# Help with some cedar logs...



## FaTToaD (Oct 19, 2009)

A buddy of mine's father has several cedar trees he has cut down and said I could have a few if I want. Since I happened to be driving out to Arkansas this week and also happen to have 20 ft trailer with me, I figured I swing by a pick up a few.

He said they are 10 foot long sections, around 15 inches or little more in diameter. Now, I currently can't do much with them since I don't have real band saw or a planer, but I plan to someday, hopefully soon, so I need to know what I need to do to store them properly. I'm not sure how long they've been down, he said a couple were "dry", but that's about all I know.

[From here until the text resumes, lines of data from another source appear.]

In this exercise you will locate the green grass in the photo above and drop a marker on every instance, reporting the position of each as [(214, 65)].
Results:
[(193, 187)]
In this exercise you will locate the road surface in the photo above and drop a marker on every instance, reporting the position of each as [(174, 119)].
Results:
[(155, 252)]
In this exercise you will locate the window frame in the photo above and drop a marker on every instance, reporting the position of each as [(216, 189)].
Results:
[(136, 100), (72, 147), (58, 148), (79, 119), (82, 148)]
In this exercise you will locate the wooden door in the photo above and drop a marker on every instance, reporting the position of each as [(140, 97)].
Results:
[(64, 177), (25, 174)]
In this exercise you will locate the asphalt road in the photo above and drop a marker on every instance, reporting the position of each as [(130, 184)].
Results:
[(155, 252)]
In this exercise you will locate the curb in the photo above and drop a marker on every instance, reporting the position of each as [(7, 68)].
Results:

I'm still really new to woodworking and have only dealt with dimensional lumber. I have a place out back that I can store them, it's in the shade for most of the day. I've seen several people on here talk about sealing the ends with paint, wax, or whatever. They'll be coming from the high humidity of Arkansas, to miserably dry and hot California desert, any LumberJocks out there that can give me some advice on how to handle this, or any good resources on the matter? I'll sure appreciate any help. Thanks.


----------



## swirt (Apr 6, 2010)

I've used cedars that have been sitting on the forest floor for decades (you can see it in some of my projects). It is amazing wood. Strip off the bark and seal the ends to avoid major checking, then let them sit. As long as they are not sitting in contact with damp earth, they will be fine for a long time. (even stripping off the bark may not be as necessary as it is on other wood.


----------



## vicrider (Jun 19, 2010)

You're very lucky to have that friend… I would ask around for a local sawyer with a portable sawmill. you might be able to trade out some of the lumber for the mill work.

Have it all cut into 8/4, it's cedar and can be re-sawn easily. Sticker the lumber in the shade and put a tarp and some weight on it. Paint the ends with latex (it'll take several coats). Use a cheap brush, when you've done a coat, wrap the brush in plastic wrap and throw it in the freezer. Thaw it out for the next coat. You'll be amazed how long it lasts.

The object is to have the cedar dry at the ends at the same rate as the middle. Re-coat the latex if you see checking on the ends. You shouldn't have any mold in your climate, but throw the tarp off every few weeks and check for it.

done right, you'll have lots of very nice cedar to use within a few months.

Say, it's not Eastern aromatic cedar is it? That would be an incredible find. Makes great box liners.


----------



## scrappy (Jan 3, 2009)

You could drop off a log in Pheonix,Az on your way through if you want. haha

I would cut some of it into turning blanks. (OK maybe ALL of it)

Scrappy

P.S. What part of Arkansas? I spent some time in Sidney. North of Batesville a few years back. 1984 to 1989


----------



## wseand (Jan 27, 2010)

Drop down to the Highway 10 on the way back, when you get to Las Cruces hang a left, I will be waiting on the hill. Really a great find enjoy it. I live in the high desert, I throw a coat of TWP500 and than a coat of paint. Works pretty good for me.


----------



## Knothead62 (Apr 17, 2010)

Try this: http://nelsonwoodworks.biz/pb/wp_a9976cb4/wp_a9976cb4.html


----------



## saw4fun (Apr 4, 2009)

If it is Aromatic Cedar it will retain good lumber for many years to come in the log form. Contrary to the following story, Swirt's suggestion to keep them off the ground Is a very good idea.
I have cut many thousand square feet of cedar but the log that amazed me the most came from my neighbors place. When I went to pick it up it was laying in the dirt where he said he had unloaded it 30 years prior. With that many years of foliage piling around it most of the outer white sapwood had rotted away so the log was very ugly and looked useless. Out of curiosity I sat it on the mill and to my delighted surprise found perfectly beautiful and solid red lumber inside. I ended up getting 150+/- board feet of amazing lumber out of the ugly old mud ball. And that was the day I learned to not always judge the book by its cover!!


----------



## swirt (Apr 6, 2010)

Saw4fun I have found cedar logs like that in the woods. They've been sitting their so long that the sap wood has all rotted away and what remains is the heart. It is amazing.

The small red cedars I deal with (8" or less in diameter) are often in great shape because they are kept off the ground by their own branches. It is like natures own lumber drying system.


----------